Opener instrumental "Oculus Ex Inferni" (loosely translated, "The Eye Of Hell") sets the stage for the album with an epic orchestral arrangement accentuated by some background riffing from Romeo and drum work from Rullo before fading into "Set The World On Fire (The Lie Of Lies)," a furiously aggressive galloper with a typically heavy-yet-catchy Symphony X trademark chorus and a superb lead break tradeoff section. The closing riff for this track is just CRUSHING, especially with the choir chanting in the background for atmospheric reinforcement. The pace doesn't slacken a bit on "Domination" as Lepond launches into a cool bass lick somewhat reminiscent of the intro for "Sea Of Lies" from the DIVINE WINGS album before the band launches into another explosion of technical excellence melded with chugging double-bass-driven groove and near-sadistic-sounding wickedly-barbed vocals from Allen. Personal favorite "The Walls Of Babylon" opens with an eerie-sounding Arabic-style vocal piece bridging into a great heavy-technical riff backed by a decidedly evil-tinged choir chant. The vocals don't enter until nearly three and a half minutes into the song, giving it plenty of time to build atmosphere, and the solos are some of the best on the album. "Seven" (this is the band's seventh studio album...and the track is almost exactly seven minutes long...but oddly enough, it's not the seventh track?) opens up with a neoclassical instrumental flurry before launching into an excellent speedy track along the same lines as many of their faster-paced cuts from earlier albums. The album isn't all fire and fury, though - the title track is a slower balladish number with piano and guitar lines somewhat similar to the two parts of "The Accolade" from the DIVINE WINGS and ODYSSEY albums, a great lead break section, and some truly emotive vocals including a skin-shiveringly beautiful and hauntingly moving chorus. The other ballad on the album is "The Sacrifice," which is a serious and heartfelt romantic piece with another fantastic chorus and a classical guitar outro.
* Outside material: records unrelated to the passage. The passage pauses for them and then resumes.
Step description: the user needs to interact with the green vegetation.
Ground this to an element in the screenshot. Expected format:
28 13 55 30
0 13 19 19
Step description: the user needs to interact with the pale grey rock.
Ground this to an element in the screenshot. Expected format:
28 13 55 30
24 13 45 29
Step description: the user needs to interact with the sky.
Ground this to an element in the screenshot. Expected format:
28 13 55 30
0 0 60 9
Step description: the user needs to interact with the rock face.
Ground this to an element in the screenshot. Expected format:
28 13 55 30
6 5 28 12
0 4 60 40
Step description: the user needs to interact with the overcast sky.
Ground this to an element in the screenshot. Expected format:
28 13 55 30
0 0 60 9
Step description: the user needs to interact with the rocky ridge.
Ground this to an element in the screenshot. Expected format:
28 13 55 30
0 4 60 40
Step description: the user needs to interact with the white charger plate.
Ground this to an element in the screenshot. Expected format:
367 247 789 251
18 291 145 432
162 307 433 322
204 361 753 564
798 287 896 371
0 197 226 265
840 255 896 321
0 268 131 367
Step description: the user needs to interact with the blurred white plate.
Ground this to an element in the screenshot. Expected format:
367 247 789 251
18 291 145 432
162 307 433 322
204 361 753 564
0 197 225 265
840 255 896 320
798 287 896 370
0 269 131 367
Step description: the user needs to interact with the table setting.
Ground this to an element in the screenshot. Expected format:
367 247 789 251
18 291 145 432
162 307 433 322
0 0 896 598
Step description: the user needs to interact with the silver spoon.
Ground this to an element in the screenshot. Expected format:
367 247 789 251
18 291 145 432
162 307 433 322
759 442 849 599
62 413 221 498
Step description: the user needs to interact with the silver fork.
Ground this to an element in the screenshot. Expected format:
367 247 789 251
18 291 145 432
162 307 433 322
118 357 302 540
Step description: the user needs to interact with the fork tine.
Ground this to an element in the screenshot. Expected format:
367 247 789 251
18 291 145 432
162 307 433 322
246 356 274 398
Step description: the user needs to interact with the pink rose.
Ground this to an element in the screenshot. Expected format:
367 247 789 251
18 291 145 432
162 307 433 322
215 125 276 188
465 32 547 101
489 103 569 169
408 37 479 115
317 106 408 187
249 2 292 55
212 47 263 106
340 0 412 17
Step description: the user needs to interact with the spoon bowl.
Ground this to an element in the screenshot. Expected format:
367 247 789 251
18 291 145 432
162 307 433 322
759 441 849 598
Perhaps the only weakness I can find on the album is just a little shade of "haven't I heard that before?" While no two songs on this album sound repetitious of each other, some portions of a few songs do sound fairly similar to prior Symphony X work - for example, some of the orchestral parts in "Oculus Ex Inferni" are reminiscent of bits of the intro to "The Odyssey," there's the aforementioned nod to previous work in "Domination" which some may find a little too familiar, and perhaps a couple more sections here and there. One piece of musical repetition from a prior album is deliberate - on closer "Revelation," the fadeout theme is the same as one of the major themes from the title track of the DIVINE WINGS album - not surprising, given that the song's subtitle "Divus Pennae Ex Tragoedia" loosely translates into "Divine Wings Of Tragedy." Other than those occasional moments, all I can say is although some of the songs may be about Hell, the album is sixty-one minutes of power-prog heaven!
Some fans who had been hoping for a return to the less-heavy, more prog-oriented sound of the band's early works may be somewhat disappointed with the direction they've taken on PARADISE LOST, but for most, this will and should be considered an absolute masterpiece. For me, it's a very strong contender for album of the year and a disc I simply cannot recommend enough.